“De millones y medios” y fascistillas

Hay una España profunda y cañí que como no se alimentó con la leche en polvo del “Plan Marshall” no “mamó” los auténticos principios de la “democracia” y el “liberalismo” de los neocons norteamericanos de antaño.
Además, parece que pasó más tiempo rezando rosarios y cantando sobre como ponerte moreno y comprar camisas bordadas de rebajas, que estudiando álgebra.

La comunidad de Madrid dice que un millón y medio de patriotas se reunieron contra Zapatero, ¡ops! quiero decir, contra ETA.

Punto 1: La estimación correcta, o porqué hay gente que da ASCO.

Desde que, gracias a los cielos, “el Manifestómetro” salió a la luz -para bien de todos y para mal de algunos-, las cosas han cambiado mucho en este país y algunos han aprendido a medir multitudes usando fotos, estimaciones correctas y una calculadora, en lugar de plasmar las cifras de sus sueños y anhelos personales.

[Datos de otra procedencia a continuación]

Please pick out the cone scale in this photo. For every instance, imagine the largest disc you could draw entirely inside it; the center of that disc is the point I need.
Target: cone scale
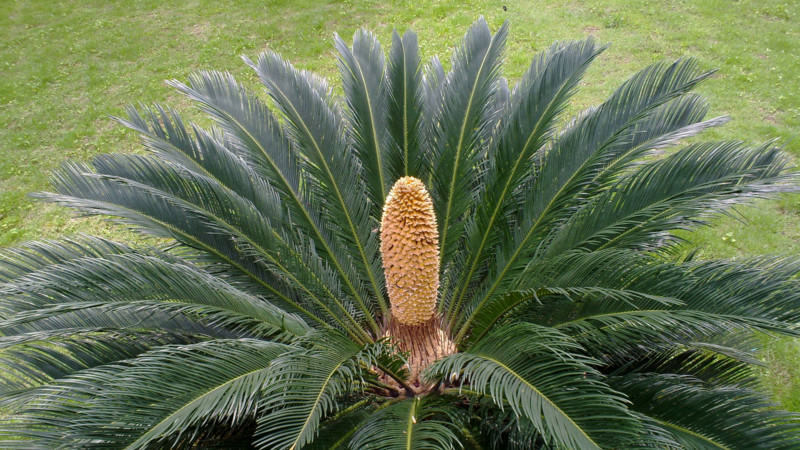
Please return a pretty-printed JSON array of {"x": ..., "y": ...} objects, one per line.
[{"x": 410, "y": 255}]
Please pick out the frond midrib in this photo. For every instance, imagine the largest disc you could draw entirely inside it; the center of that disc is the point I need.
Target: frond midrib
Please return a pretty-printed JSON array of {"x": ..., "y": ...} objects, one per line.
[
  {"x": 309, "y": 220},
  {"x": 356, "y": 239},
  {"x": 463, "y": 128},
  {"x": 199, "y": 397},
  {"x": 537, "y": 391}
]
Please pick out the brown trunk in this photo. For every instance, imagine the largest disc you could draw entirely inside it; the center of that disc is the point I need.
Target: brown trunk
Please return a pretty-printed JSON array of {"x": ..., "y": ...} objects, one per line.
[{"x": 424, "y": 343}]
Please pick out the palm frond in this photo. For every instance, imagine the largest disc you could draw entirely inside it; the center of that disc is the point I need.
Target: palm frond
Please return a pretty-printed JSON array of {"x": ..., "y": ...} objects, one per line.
[
  {"x": 406, "y": 114},
  {"x": 411, "y": 424},
  {"x": 135, "y": 277},
  {"x": 162, "y": 396},
  {"x": 337, "y": 432},
  {"x": 538, "y": 101},
  {"x": 678, "y": 192},
  {"x": 304, "y": 387},
  {"x": 258, "y": 139},
  {"x": 316, "y": 125},
  {"x": 698, "y": 416},
  {"x": 364, "y": 81},
  {"x": 578, "y": 155},
  {"x": 544, "y": 378},
  {"x": 460, "y": 116}
]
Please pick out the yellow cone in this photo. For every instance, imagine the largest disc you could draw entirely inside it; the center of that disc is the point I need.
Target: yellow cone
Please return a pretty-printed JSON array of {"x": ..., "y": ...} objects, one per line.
[{"x": 410, "y": 251}]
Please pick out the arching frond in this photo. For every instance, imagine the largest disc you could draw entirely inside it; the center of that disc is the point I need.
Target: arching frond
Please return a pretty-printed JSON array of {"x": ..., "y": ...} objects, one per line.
[
  {"x": 407, "y": 113},
  {"x": 315, "y": 123},
  {"x": 460, "y": 117},
  {"x": 699, "y": 416},
  {"x": 304, "y": 387},
  {"x": 363, "y": 75},
  {"x": 544, "y": 378},
  {"x": 538, "y": 101},
  {"x": 411, "y": 424},
  {"x": 165, "y": 393}
]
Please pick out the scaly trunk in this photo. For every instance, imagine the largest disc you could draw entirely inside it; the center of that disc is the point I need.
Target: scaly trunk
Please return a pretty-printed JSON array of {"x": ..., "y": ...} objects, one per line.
[{"x": 410, "y": 253}]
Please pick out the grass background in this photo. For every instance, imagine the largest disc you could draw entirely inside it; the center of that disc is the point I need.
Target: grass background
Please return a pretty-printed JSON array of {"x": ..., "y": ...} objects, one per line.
[{"x": 66, "y": 67}]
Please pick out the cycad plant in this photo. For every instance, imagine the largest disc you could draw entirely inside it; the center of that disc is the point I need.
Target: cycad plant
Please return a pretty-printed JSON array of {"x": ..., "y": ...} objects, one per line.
[{"x": 432, "y": 260}]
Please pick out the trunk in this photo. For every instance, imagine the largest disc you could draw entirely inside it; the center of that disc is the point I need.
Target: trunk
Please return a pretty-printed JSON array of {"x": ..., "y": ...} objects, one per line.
[{"x": 424, "y": 344}]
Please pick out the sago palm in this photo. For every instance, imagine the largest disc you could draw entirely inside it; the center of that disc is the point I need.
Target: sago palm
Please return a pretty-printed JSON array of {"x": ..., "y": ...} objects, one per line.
[{"x": 432, "y": 260}]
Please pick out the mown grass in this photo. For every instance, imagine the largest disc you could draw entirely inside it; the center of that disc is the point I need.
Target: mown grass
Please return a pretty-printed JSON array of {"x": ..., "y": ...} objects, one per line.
[{"x": 67, "y": 66}]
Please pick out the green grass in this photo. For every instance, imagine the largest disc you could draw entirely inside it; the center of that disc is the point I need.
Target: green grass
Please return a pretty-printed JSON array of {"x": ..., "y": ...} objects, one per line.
[{"x": 67, "y": 66}]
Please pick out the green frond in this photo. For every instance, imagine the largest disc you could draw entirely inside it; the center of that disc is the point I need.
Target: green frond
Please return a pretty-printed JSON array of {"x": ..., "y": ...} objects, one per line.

Si no “crees” en los freaks que forman este grupo de aguerridos “irresponsables”, puedes fiarte de las fuentes oficiales, que parece han dejado de hacer el ridículo más espantoso tras comprobar que “unos chavales” armados con cámaras digitales, ganas y Googlemap podían hacer mejor que ellos SU trabajo.

Del “millón y medio” de Tele Espe y CIA pasamos a una estimación de entre 115.000 a 154.000 asistentes. Y entre 250 y 300 autobuses para llevar gente a Madriz; con bocadillo incluido.
Un millón y medio de manifestantes para el área cubierta por la manifestación supone que habría casi 40 personas por metro cuadrado. Como hay gente que vive dentro de un delirio galopante, y como lo dice la tele (aunque sea Tele Espe) algunos se lo han creído. Millón y medio de personas. Ajá.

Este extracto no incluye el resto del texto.